Earlier this month, a group of 17 foreigners roamed around the theater district in Busan during the 14th Pusan International Film Festival.
They weren’t film fans from China or other nearby countries in Asia. Rather, this group consisted of students studying Korean film in classes – and their professors – at Chapman University in Orange County, California.
PIFF already has a reputation for bringing in hordes of actors and actresses from all over the world. But the number of international students and professors visiting the festival this year was unprecedented.
So why travel all the way across the world to watch a few movies? The JoongAng Ilbo met with Robert Bassett, dean of the Dodge College of Film and Media Arts at Chapman University, on Oct. 11 in the Haeundae District, Busan to find out why.
Q. What was the impetus behind this trip to Busan?
A. Our school pursues internationalization. We have a branch school in Singapore as well. As for me, I visited Korea a couple of times, but this is my first time in Busan. Half of the students we have taking Korean film classes flew here for this trip. A group of students going abroad like this has never happened at our school (students each paid $800 and received another $500 from the school on the agreement that they would watch at least five Korean films and write reports about them).
Does your university have any ties with Korea?
We set up a sisterhood relationship with the Seoul Institute of the Arts two years ago, and every summer around 10 students from each college take part in our exchange programs. We also signed an agreement with the Im Kwon-taek College of Film and Performing Arts at Dongseo University in Busan for academic exchange.
What’s Chapman University like?
The University was founded in 1861 and established film-related courses in the 1970s and 1980s. The school has 100 professors and around 5,000 students. Among them, 1,300 students study film, which tops any other university in America. I have been the dean of the Dodge College of Film and Media Arts since 1996, when we became an independent college.
What are some of the characteristics of your college?
Production is the core value of our school. We have procured veteran professors who currently work in the film industry, including in Hollywood. Our professor ranks include David Ward, a film director who won an Oscar for Best Original Screenplay with “The Sting,” and the director of “Saturday Night Fever,” John Badham. Right after they start, students are sent off to shoot a film with a camera.
Does your school have an interest in Asian cinema?
While I studied philosophy and literature in college, I was infatuated with European films. At that time, European films were like literature to me. People experience catharsis while listening to a story and have the desire to experience that catharsis through literature.
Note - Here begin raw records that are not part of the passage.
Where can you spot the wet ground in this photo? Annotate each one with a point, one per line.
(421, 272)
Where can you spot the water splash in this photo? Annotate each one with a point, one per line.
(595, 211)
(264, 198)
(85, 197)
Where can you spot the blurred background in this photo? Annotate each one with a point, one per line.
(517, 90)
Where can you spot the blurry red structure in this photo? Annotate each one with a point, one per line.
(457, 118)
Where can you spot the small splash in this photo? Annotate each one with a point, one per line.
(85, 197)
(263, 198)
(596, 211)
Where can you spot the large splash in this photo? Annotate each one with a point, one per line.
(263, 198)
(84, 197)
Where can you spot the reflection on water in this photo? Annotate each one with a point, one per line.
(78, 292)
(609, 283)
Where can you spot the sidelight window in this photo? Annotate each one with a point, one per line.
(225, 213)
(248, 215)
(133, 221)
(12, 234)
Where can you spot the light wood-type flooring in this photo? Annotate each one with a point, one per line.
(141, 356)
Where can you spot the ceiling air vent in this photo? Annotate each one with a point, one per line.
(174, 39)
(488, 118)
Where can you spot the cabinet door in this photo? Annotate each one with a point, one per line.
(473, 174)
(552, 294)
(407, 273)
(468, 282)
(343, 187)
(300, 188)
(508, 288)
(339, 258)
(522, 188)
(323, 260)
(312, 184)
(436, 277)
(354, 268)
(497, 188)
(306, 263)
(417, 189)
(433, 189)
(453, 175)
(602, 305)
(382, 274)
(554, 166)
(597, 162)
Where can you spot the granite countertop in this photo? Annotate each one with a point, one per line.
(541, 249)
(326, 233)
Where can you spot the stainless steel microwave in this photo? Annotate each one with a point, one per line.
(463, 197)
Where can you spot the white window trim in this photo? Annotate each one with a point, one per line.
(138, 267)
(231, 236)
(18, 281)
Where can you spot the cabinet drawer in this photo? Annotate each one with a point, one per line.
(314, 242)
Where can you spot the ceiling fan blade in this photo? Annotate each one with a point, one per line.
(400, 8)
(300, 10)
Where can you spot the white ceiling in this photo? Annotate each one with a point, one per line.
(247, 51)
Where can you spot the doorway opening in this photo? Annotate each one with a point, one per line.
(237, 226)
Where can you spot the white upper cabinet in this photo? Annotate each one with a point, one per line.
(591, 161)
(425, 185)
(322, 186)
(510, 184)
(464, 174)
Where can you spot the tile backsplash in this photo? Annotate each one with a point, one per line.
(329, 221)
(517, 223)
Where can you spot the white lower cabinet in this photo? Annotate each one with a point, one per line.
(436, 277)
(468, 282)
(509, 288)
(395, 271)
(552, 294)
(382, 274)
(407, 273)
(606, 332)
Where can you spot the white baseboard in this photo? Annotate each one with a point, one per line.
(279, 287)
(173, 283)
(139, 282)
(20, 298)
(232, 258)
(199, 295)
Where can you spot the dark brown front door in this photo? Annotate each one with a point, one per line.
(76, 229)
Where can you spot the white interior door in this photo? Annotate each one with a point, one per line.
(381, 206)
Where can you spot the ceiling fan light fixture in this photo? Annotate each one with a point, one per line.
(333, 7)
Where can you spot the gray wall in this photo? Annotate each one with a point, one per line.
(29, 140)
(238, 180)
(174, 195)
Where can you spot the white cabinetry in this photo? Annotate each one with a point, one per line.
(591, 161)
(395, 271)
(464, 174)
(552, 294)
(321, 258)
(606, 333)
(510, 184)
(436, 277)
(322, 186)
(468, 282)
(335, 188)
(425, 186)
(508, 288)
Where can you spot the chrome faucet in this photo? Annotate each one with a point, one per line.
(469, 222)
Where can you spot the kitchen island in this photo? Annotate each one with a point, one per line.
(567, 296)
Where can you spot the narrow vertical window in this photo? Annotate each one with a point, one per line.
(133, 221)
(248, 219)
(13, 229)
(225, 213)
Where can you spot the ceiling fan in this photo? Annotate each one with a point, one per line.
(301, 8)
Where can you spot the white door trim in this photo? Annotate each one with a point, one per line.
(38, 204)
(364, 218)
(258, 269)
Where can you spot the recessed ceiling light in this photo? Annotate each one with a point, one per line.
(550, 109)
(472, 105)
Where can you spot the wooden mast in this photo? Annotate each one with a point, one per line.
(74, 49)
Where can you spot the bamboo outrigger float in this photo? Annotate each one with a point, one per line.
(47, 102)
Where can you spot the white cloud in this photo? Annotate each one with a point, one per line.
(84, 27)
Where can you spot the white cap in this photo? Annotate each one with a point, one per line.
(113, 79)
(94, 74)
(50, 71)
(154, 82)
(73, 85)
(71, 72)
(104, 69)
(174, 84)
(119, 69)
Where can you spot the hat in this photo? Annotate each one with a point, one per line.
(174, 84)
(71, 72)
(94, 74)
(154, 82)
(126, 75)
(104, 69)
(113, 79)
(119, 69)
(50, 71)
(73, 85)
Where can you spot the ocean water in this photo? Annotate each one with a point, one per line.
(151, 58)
While viewing a series of Korean movies recently, I felt a similar emotion. Maybe it’s the new viewpoint or the new self-examination of “humanities” that is hard to see in American films. America has grown extremely attentive to Asian films, especially Korean.
What plans do you have with the PIFF?
I want to screen Korean films that were played at the festival at our school – not on DVD but on actual film. There are countless Koreans residing in Los Angeles, and I believe this would draw quite a bit of attention.